Before you step into the interview room, you should have prepared yourself. The obvious part is making sure you have a set of interesting technical challenges for the interviewee, and while I’ve seen some interviewers prepare 8-10 quick-fire question sets, I personally prefer having one or two questions that are open enough for us to follow up in multiple areas.

The slightly less obvious, but still pretty discernible piece of preparation is going over the interviewee’s resume. I like to look at the interviewee’s work experience1, familiarity with areas of software development, and at least glance at their educational background2; these data points let me tailor my questions to the candidate and try to test him on familiar subjects.

Some might argue that this is coddling the candidate and that they should answer to any of your questions; I say that at this point, they’ve probably been vetted by someone else to be a potential fit for the position and it’s in your best interest to bring out his best – regardless of whether said best will pass your hiring bar.

Warming up

Interviewing sucks. Stuck inside a small room with poor ventilation, with a progressively judgmental stream of engineers sneering at you as they walk through the door, the sweat from your timid handshake barely dry before they ask you to solve Traveling Salesman in constant time. If your nervous quota has been low this year, a tough technical interview or two will shoot it right back up.

So I always try to start off with something non-technical, driven by the interviewee, so they get a slight confidence boost in being able to talk about something they’re intimately familiar with: a previous project, a favorite language or framework, an article they just read. I totally sympathize with interview butterflies, so getting them at ease is an important starting point.

Gauging the Depth (on a phone screen)

So far, anything with a pulse has aced the interview. At this point, if I’m on a phone screen, I like to start probing at their depth of knowledge based on their background. A new CS grad – should be familiar with algorithms, big-O notation, and data structures; web developer – can either go the UI route and ask for various CSS properties, or focus on AJAX and XHR usage; backend engineer – can ask about database sharding, TCP/IP implementations, and threading models, depending on their field of specialization. Some interviewers like to spend their entire time going through these quick-fire phone screen questions3; I only like doing one or two, as a gauge of their competence, but also to see what kind of a role I should take for the rest of the interview.

Most of the time, I’m the one asking the questions, so I ought to know the answers; I’m comparing their work to what I already know is correct, and if they get stuck I should be able to drive the interview forward. Once in a while, though, I’ll be talking to someone coming from something I’m completely unfamiliar with, or someone way more senior – and I realize, besides that HR has again screwed up interview placements, that if we were to hire this candidate my interactions with this engineer will involve him teaching me what he knows.

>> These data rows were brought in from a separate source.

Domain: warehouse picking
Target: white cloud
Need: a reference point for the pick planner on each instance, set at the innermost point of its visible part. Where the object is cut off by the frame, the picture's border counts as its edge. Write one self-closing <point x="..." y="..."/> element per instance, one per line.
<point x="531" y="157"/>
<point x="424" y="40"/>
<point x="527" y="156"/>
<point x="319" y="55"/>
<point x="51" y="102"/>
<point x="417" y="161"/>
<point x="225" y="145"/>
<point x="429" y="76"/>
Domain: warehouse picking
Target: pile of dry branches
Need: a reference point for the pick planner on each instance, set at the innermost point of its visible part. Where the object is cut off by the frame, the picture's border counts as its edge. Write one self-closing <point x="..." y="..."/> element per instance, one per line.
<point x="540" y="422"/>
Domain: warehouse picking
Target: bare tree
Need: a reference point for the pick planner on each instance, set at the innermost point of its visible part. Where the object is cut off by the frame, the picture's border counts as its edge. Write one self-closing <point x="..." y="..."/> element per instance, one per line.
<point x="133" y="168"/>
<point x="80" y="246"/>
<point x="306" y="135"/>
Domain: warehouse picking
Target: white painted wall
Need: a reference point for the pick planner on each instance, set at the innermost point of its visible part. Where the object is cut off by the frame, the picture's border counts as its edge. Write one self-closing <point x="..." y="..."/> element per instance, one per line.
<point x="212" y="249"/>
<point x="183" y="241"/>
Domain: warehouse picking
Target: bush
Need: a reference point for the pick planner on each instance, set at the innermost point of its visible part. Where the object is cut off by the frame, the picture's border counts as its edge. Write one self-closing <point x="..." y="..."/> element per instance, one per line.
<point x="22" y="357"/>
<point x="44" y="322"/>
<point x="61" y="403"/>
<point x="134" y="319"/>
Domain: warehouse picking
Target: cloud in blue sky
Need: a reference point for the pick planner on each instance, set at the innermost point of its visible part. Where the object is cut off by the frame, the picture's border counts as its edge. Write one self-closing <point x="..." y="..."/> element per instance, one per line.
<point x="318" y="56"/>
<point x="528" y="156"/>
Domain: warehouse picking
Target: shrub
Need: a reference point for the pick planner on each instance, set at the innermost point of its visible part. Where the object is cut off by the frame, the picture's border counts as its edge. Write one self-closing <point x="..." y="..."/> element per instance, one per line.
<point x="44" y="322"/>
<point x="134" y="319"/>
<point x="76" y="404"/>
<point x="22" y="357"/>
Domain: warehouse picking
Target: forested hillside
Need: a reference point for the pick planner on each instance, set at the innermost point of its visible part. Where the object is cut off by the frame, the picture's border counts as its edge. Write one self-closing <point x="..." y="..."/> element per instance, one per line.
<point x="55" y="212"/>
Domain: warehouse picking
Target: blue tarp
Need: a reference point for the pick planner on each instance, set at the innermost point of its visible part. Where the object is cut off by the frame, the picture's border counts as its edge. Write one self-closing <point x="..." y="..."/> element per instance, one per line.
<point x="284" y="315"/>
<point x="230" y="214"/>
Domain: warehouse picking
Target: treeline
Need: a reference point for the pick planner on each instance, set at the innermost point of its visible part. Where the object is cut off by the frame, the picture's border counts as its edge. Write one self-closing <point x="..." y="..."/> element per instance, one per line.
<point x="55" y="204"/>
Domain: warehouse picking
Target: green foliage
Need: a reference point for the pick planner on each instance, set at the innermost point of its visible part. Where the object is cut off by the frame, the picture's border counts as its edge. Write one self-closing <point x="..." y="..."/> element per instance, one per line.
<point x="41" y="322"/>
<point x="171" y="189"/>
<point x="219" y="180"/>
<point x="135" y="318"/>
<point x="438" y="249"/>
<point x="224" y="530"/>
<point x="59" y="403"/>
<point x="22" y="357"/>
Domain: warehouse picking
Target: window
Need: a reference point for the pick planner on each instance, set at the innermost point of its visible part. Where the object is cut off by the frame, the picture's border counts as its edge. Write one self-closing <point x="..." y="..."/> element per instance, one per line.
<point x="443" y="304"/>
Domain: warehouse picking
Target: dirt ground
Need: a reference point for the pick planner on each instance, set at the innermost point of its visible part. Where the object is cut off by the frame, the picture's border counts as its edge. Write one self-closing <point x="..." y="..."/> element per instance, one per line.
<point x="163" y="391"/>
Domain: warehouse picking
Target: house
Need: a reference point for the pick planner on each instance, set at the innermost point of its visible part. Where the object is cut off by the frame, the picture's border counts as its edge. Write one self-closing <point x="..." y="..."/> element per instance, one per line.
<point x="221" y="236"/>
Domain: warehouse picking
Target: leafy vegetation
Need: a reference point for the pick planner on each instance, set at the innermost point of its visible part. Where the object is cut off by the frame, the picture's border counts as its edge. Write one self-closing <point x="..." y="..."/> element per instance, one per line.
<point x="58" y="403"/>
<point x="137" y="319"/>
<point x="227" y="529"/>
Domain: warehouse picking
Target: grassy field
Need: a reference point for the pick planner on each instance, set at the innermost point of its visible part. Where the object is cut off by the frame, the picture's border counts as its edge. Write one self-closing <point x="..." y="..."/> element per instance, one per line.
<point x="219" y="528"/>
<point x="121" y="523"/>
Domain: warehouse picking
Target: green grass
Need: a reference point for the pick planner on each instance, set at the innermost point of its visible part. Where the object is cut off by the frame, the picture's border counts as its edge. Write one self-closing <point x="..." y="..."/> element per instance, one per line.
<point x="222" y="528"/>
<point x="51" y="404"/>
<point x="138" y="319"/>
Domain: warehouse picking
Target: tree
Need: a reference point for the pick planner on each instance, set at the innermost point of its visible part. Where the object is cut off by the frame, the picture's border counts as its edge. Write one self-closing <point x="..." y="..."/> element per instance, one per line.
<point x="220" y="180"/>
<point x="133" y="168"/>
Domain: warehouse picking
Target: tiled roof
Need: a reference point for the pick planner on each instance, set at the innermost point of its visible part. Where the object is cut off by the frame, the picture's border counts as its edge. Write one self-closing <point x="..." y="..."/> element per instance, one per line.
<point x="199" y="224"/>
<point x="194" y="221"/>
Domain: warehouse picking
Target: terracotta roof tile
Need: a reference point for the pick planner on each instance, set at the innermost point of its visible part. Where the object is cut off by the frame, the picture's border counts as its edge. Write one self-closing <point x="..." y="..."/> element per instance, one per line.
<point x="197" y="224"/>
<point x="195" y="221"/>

In that case, I’d better make sure he can teach.

The Question

Alright, 15 minutes in, time for the real challenge.

Now, I know a lot of interviewers like asking specific coding question, implementing a sorting function that would be in any core library, except that rats stole our linked list implementation so we’re stuck using stacks and our hardware was built in Africa so we have to run in O(ln(ln(n)) time. There’s usually a brute-force solution that would incinerate the hardware if we actually tried running it, a slightly more optimized solution, and a clever answer that tells the interviewer you did a good job studying interview questions.

Me, I prefer asking a more open-ended question that starts at a systems design level, and has enough complex parts to be drilled down, coding- and design-wise, as time permits. This way, I can be completely flexible and can adjust based on need (e.g., his previous interviews had him code, let’s stick with design and testing methodologies) as well as candidate strength (e.g., I know this guy probably won’t pass, let’s stay at a high level and not have him get frustrated at trying to implement it). Better yet if I can distill a recent problem I had to solve into a more general question; I’m familiar with a solution, the parameters are much more realistic, and there’s an obvious application.

I realize this may not be possible for all engineering subspecialties – front-end development just happens to encompass wide-enough of an area for me to talk about anything from UI design to data latencies. Though, I still like the idea of asking rich questions that can open up into multiple areas, each of which can be explored in gritty technical detail if need be. I also realize that sometimes, you’re the last interviewer, the last three guys did exactly this and just really needs to know whether this guy can code, so you throw all this away and ask him to implement Traveling Salesman in O(ln(ln(n)) time.

Keeping a Diary

Once upon a time, I would walk into interviews, talk with a candidate for 45 minutes, and remember enough of it that 3 hours later the engineers would reconvene and I would give my impressions.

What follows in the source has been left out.